MUTUAL BENEFITS CORPORATION
The MBC Receiver is now collating and digesting the result of the poll of investors as to the destiny of the MBC policies into which they have invested.
The Receiver’s 15th Report deals with immediate and future strategy so it is relevant to all. It addresses the sale of shares in policies for which the majority of investors voted to maintain and whilst I am not happy about the method of selling unwanted shares it is perhaps, like democracy, better than any alternative.
I moved swiftly from being an enthusiast for buying in a fire sale to totally averse at the prospect of guessing a realistic value for the investment and sending a cheque into a possible void. One is assured that non-winners money will be returned which is the triumph of hope over experience. The postal problems have been a nightmare as I have discovered dealing with investors in both Spain and Mozambique.
Not surprisingly the Receiver is looking to divest himself of the services operations now provided by VSI. When the Receiver follows the viators he will probably have MBC writ large where Queen Mary had Calais.
The magnitude of the Receiver’s task is illustrated by 52,239 Option Preference forms being dispatched relating to 6,901 active policies valued at $1.45 billion. Investors elected to maintain 3,037 policies, to sell 3,138 and to surrender 119 policies. The result of the poll should be posted on the Receiver’s web site within a couple of weeks. Investors should by now have been informed of the decision to maintain policies. A number of polices failed to achieve a majority or were a tied vote and the Receiver is applying to the court for an order to exercise a casting vote.
The reason for the unseemly haste to complete the sale and purchase of unwanted shares is that the day of reckoning approaches when investors will be obliged to start paying premiums, so 25th May is deadline day.
The Receiver wrote on 21st April to dissenting investors who opted to sell their shares in policies, which the majority voted to maintain, asking them to confirm their desire to sell to their fellow investors. The unfortunate seller of a share will have to bear the cost of sale exacerbating the agony. If such unwanted shares are not sold the Receiver will attempt to reduce the face value of the policy with the insurer and failing that will land the premium on the remaining investors pro rata. If that fails the policy will be sold so everybody would lose out.
VSI have been handling viatical policy services and administration such as premium payments and keeping track of viators, processing death benefits (there is a bone of contention) and investor relations (a bigger bone of contention). VSI’s task in dealing with investors will become more onerous after the current policy sale and they will take over policy maintenance from MBC. As administration appears to be a complete shambles now all does augur well for the future. Where are the cheques relating to matured policies?

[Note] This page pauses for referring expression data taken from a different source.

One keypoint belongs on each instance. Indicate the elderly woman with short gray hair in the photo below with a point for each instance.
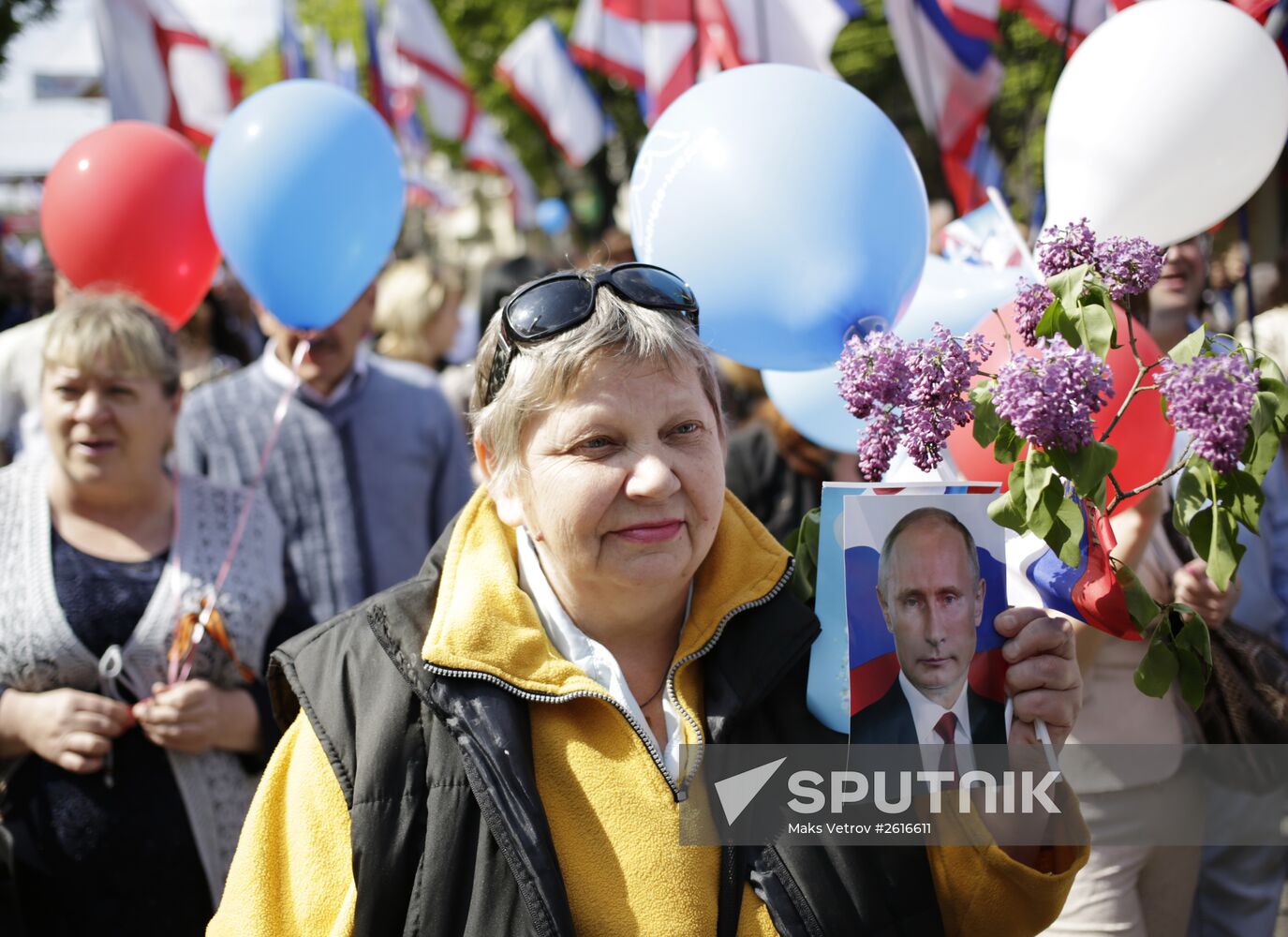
(126, 793)
(504, 744)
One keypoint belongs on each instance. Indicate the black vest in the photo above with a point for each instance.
(447, 826)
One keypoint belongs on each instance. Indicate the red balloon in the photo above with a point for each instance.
(124, 209)
(1143, 436)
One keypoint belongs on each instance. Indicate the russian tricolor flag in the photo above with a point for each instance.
(1088, 592)
(954, 78)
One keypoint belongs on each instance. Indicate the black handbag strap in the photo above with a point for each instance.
(10, 912)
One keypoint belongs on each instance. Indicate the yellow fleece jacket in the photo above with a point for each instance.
(612, 812)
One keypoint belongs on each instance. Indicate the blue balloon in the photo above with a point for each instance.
(553, 216)
(810, 402)
(955, 295)
(791, 205)
(304, 194)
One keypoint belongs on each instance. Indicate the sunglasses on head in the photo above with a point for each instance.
(554, 305)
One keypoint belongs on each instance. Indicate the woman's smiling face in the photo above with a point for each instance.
(622, 483)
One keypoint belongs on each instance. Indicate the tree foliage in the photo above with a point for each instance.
(865, 55)
(14, 14)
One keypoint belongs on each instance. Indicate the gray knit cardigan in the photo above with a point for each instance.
(38, 651)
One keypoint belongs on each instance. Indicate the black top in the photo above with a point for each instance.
(98, 858)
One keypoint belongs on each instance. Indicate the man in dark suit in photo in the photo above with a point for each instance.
(933, 601)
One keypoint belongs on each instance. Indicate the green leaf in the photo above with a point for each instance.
(1192, 677)
(1201, 531)
(1067, 326)
(1184, 350)
(1140, 604)
(1037, 476)
(1044, 508)
(986, 422)
(803, 543)
(1242, 495)
(1273, 380)
(1088, 468)
(1068, 285)
(1264, 408)
(1007, 446)
(1265, 447)
(1226, 551)
(1007, 510)
(1048, 323)
(1194, 634)
(1099, 295)
(1065, 532)
(1157, 669)
(1095, 325)
(1192, 493)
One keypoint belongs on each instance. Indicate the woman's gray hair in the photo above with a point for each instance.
(116, 330)
(546, 373)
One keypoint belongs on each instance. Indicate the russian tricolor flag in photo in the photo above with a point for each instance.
(1088, 592)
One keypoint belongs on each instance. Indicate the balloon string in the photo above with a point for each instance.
(995, 198)
(284, 404)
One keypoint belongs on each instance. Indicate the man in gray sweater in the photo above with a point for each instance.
(368, 468)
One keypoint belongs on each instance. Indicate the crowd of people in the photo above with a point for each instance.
(511, 600)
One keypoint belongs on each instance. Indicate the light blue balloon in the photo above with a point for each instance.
(304, 194)
(952, 294)
(957, 295)
(810, 402)
(553, 216)
(792, 206)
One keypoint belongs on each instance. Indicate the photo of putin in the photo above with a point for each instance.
(931, 596)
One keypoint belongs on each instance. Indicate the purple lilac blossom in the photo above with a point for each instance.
(1129, 266)
(1030, 303)
(1061, 249)
(1050, 398)
(1211, 398)
(910, 392)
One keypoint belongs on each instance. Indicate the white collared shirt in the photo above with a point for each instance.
(926, 714)
(595, 660)
(280, 373)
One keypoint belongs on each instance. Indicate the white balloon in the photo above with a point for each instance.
(1166, 120)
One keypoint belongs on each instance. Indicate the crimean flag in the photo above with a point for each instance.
(954, 79)
(543, 79)
(422, 44)
(158, 68)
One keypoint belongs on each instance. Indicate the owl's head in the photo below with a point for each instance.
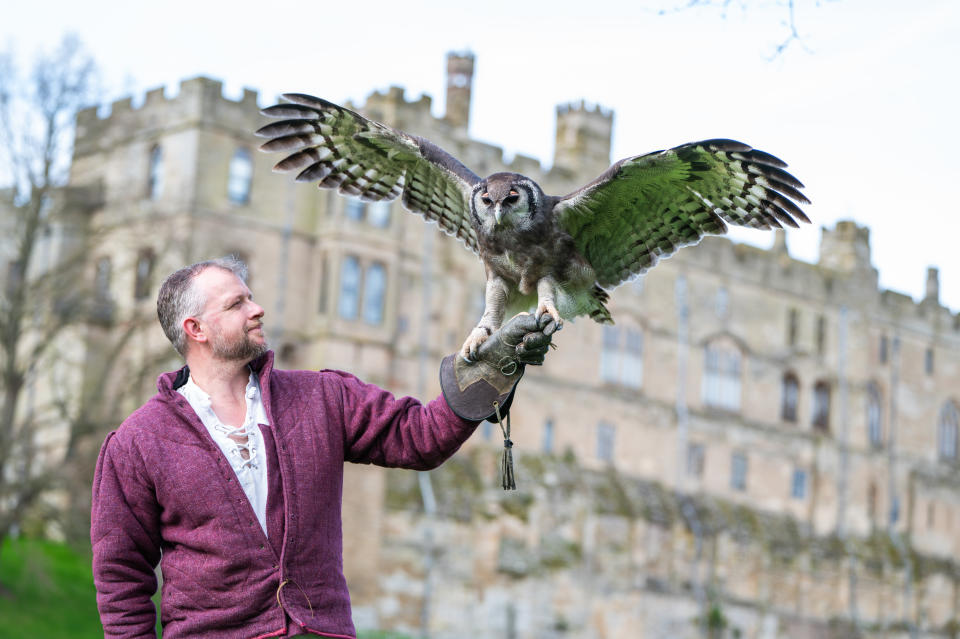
(506, 200)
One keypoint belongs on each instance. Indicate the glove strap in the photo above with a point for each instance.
(506, 463)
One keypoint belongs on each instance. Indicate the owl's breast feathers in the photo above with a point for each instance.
(524, 258)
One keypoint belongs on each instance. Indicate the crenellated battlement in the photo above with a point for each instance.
(583, 138)
(585, 107)
(199, 100)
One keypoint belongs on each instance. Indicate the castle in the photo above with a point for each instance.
(760, 447)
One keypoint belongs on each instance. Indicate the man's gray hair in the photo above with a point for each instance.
(179, 298)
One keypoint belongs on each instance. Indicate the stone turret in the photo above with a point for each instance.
(583, 138)
(846, 247)
(933, 286)
(459, 85)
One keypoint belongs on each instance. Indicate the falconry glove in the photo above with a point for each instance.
(471, 388)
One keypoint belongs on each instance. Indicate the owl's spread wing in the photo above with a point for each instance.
(341, 149)
(646, 207)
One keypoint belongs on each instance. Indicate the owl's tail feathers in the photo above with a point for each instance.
(599, 312)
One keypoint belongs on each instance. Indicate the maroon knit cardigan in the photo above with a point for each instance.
(164, 493)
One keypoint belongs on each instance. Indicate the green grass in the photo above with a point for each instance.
(49, 592)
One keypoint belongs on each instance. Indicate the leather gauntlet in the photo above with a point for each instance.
(471, 387)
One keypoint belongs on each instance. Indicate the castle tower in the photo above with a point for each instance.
(933, 285)
(583, 138)
(459, 85)
(846, 247)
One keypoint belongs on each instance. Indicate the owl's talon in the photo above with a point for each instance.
(550, 309)
(471, 348)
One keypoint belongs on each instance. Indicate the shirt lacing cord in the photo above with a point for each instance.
(242, 463)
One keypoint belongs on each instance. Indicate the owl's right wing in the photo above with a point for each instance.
(341, 149)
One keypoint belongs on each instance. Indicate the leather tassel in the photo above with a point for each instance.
(506, 462)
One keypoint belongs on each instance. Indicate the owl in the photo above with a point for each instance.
(558, 254)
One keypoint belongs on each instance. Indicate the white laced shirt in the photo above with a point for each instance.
(252, 471)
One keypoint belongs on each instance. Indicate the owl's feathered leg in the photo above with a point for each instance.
(547, 300)
(490, 321)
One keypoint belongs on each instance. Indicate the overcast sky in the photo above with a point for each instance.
(864, 108)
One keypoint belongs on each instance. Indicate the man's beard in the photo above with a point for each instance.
(242, 348)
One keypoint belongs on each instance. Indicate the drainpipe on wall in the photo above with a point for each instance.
(687, 509)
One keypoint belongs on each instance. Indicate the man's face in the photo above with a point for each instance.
(234, 322)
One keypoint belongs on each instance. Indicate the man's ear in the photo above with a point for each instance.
(194, 330)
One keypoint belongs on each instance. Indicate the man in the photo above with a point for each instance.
(231, 476)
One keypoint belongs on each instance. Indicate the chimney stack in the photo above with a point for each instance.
(459, 85)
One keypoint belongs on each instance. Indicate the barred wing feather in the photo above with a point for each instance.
(340, 149)
(645, 207)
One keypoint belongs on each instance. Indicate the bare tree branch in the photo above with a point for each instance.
(788, 22)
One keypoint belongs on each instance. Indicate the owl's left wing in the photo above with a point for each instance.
(646, 207)
(341, 149)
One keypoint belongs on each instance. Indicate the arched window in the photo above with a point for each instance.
(350, 276)
(240, 177)
(947, 432)
(721, 376)
(378, 214)
(821, 406)
(374, 291)
(874, 416)
(789, 394)
(155, 173)
(141, 282)
(621, 359)
(606, 434)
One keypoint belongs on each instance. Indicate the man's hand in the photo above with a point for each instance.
(475, 390)
(521, 340)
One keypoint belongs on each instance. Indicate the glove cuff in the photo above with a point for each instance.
(470, 389)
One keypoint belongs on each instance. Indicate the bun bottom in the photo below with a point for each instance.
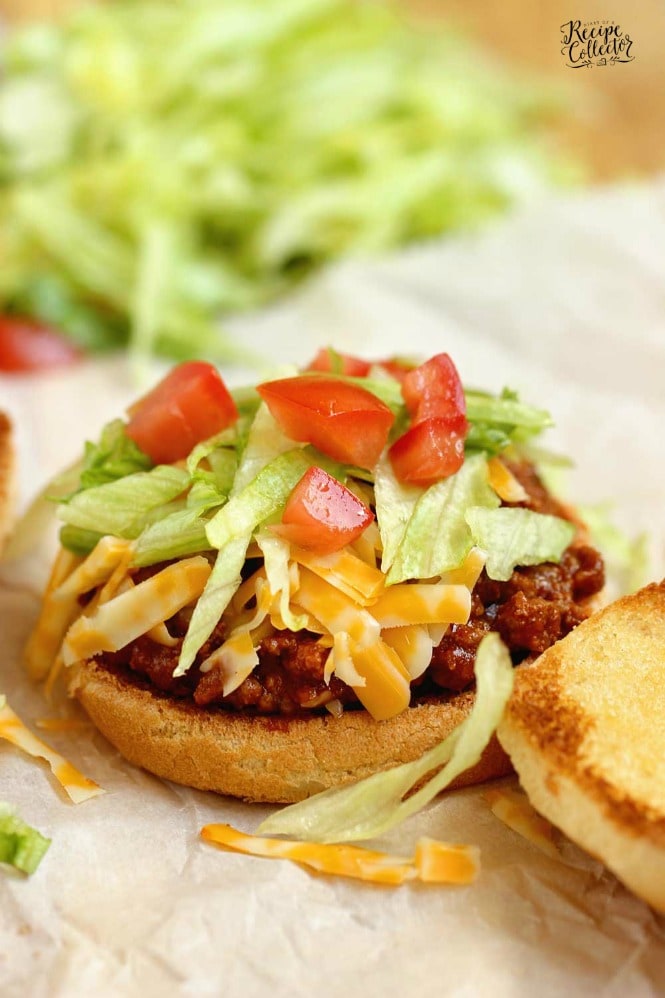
(269, 759)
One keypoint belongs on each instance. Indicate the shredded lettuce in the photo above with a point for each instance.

The bad news is, of course, that investors will start bearing the responsibility for premium payments from June 2006 until the viators honour their part of the bargain. Somewhat alarmingly the Receiver is backing away from the responsibility for managing, servicing and gathering in the premiums after the first run at it. It looks like the Receiver wants to hive off this operation on a commercial basis, which means the investors will have to foot the bills. In blunt terms the Receiver may sell his responsibilities to the highest bidder who will then get his money back by way of administration charges levied on the investors. The Receiver is chewing on this one and welcomes your input. The Florida Office of Insurance Regulation will vet the candidates. Did they vet MBC?
VSI itself might be sold and it is an asset of the Receivership. The Receiver is contemplating the problem of balancing the commercial interest of the party who takes over policy administration and service motivated by profit and the interests of the investors who may not relish the prospect of paying for it. The plus side is that the proceeds of any such sale accrue to the Receivership so indirectly you get your own money back or money’s worth. The downside is the conflict of interest between those who pay to maintain policies and those who do not and whoever takes over the servicing and administration will want a return on their investment, so you end up paying anyway. Economists call it wealth redistribution. Do not even mention Bernie Cornfeld, IOS and Robert Vesco.
The Receiver will in due course hand over the reins of ownership of the policies to a Court-appointed trustee until such time as the last policy matures. The Receiver’s stated intention is to make each investor a named beneficiary of the policy in which he/she has invested, but that is not as simple as it might sound. This proposal would be unacceptable to many insurance companies on the basis of fractional beneficial interests. There are all sorts of problems relating to assignments of investor’s shares now as well as future problems when investors fail to pay their share of premiums. The Receiver will apply to the Court for the appointment of nominee beneficiaries to facilitate this process.
Investors have opted to sell 3,138 policies with a total face value of $383,850,782.72 and the Receiver is working on the sale of these policies talking to various interested parties.
The court Order of 8th May does not pull its punches on the Steinger brothers alleging Leslie and Joel ‘unjustly enriched themselves by extracting tens of millions of dollars in consulting fees from MBC and VBLLC and by converting millions of dollars from MBC and VBLLC for their personal benefit’. The Steingers are still ducking and diving and refusing to come out with their hands up. The court allowed them to wriggle out of two counts of fraudulent transfer, but they are firmly in the frame on the main allegations against them, which are sufficient for investors’ purposes and ends. This order makes interesting reading on American and Florida law.